Beşli Konferans Mı, Çoklu Konferans Mı..? - Havadis Gazetesi | Kıbrıs Haber
Perşembe, Nisan 18, 2024
Köşe Yazarları

Beşli Konferans Mı, Çoklu Konferans Mı..?

Köş, MoreketMehmet Moreket

Önce, Cenevre zirvesine Türkiye Başbakanı Erdoğan’ın katılacağı haberi geldi. TC Cumhurbaşkanlığı Sözcüsü İbrahim Kalın ayrıca, “Çözüme çok yaklaştığımızı söyleyebiliriz” de dedi.

Yunanistan’dan Başbakan düzeyinde katılım olması beklenirken, Türkiye’nin bunu bir üst seviyeye çekmiş olması umut vericiydi.


Sonra, Başbakan Yardımcısı Tuğrul Türkeş’in TBMM Genel Kurulunda, bütçe görüşmeleri sırasında yaptığı konuşmada, Cumhurbaşkanı Mustafa Akıncı’nın yapıcı çabalarına destek verdiklerini, çalışmalarını takdirle takip ettiklerini söyledi.

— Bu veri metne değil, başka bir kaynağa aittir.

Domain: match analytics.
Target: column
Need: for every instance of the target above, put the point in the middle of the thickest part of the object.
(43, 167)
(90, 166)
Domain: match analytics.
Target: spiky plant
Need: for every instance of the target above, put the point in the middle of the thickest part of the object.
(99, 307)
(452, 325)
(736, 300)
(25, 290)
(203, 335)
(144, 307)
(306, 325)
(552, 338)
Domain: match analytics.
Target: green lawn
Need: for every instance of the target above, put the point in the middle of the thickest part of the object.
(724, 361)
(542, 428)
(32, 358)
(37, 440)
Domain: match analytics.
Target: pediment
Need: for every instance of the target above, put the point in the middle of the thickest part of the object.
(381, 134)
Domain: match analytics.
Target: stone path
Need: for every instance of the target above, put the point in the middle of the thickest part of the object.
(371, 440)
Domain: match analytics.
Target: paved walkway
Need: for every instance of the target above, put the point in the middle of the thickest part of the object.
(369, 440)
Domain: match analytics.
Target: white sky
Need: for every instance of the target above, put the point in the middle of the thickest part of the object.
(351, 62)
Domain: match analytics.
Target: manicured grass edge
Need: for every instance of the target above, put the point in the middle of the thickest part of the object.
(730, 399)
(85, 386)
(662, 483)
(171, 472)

Özellikle bugünlerde, bizdeki bütçe görüşmeleri sırasında hükümet partileri tarafından Cumhurbaşkanı Akıncı’nın yönettiği müzakerelere yönelik ağır eleştiriler; diğer yandan, anlaşma karşıtı çevrelere el altından özel imalat belgeler sızdırılarak yürütülen yıpratma faaliyetleri sürerken, bu haberlerin büyük önemi var…

Bunun üzerinde düşünüp, kendimce yorum yaparken, bir başka haber daha…

Anastasiadis’in, Kıbrıs’taki iki taraf ve garantörlerden oluşan 5’li zirveyi, BM Güzenlik Konseyi’nin Daimi Üyeleri ve AB’yi de katarak çoklu konferansa çevirme çabası…

Şimdi bu da nereden çıktı diye düşündüm…

Belki bizim müzakere heyetinin bilgisi var ama bizim yok.

Konuyla direkt ilgisi olmayan tarafları da zirveye katmak olayı çözüme değil, kaosa götürme tehlikesi taşıyor…

Bir kere karar verecek durumda olanlar sadece Türkiye-Yunanistan ve İngiltere. Birlikte oturup, görüşecekler  ve belki de bu haklarından belli ölçülerde vazgeçecekler. Yani sadece üçü arasında bir pazarlık…

Acaba AB, yıllar yılı “AB garantisi” diye, işleri yokuşa süren Rum tarafının bu oyununu görecek mi?

Onu geçtim, Çin’in, Rusya’nın katılacağı bir konferansa Türkiye evet diyecek mi..?

Takvimin son günlerine gelirken, yeni bir diretme ile mi karşı karşıyayız..?

 

 

 

OKUR UYARIYOR

Sayın Moreket;

Girne Boğaz piknik alanının acınacak durumunu belirten fotoğraflı haberinizi Havadis Gazetesinin önceki günkü sayısındaki köşenizde görünce bu konudaki düşüncemi sizinle paylaşma ihtiyacı hissettim.

Kamusal alanların birilerine peşkeş çekilmesine karşı olduğum için, bu piknik alanımızın da akıbetinin maalesef böyle bir tehlike ile karşı karşıya olduğu endişesini taşıyorum. Halbuki bir belediyemizin rahatlıkla Orman Dairesinin mülkiyetinde olan bu piknik alanımızı, çok iyi bir şekilde çalıştırabileceğini düşünüyorum. Girne veya Dikmen Belediyelerinden birisinin bu sorumluluğu üstlenip, hükümetten talepte bulunması en uygunu olacaktır.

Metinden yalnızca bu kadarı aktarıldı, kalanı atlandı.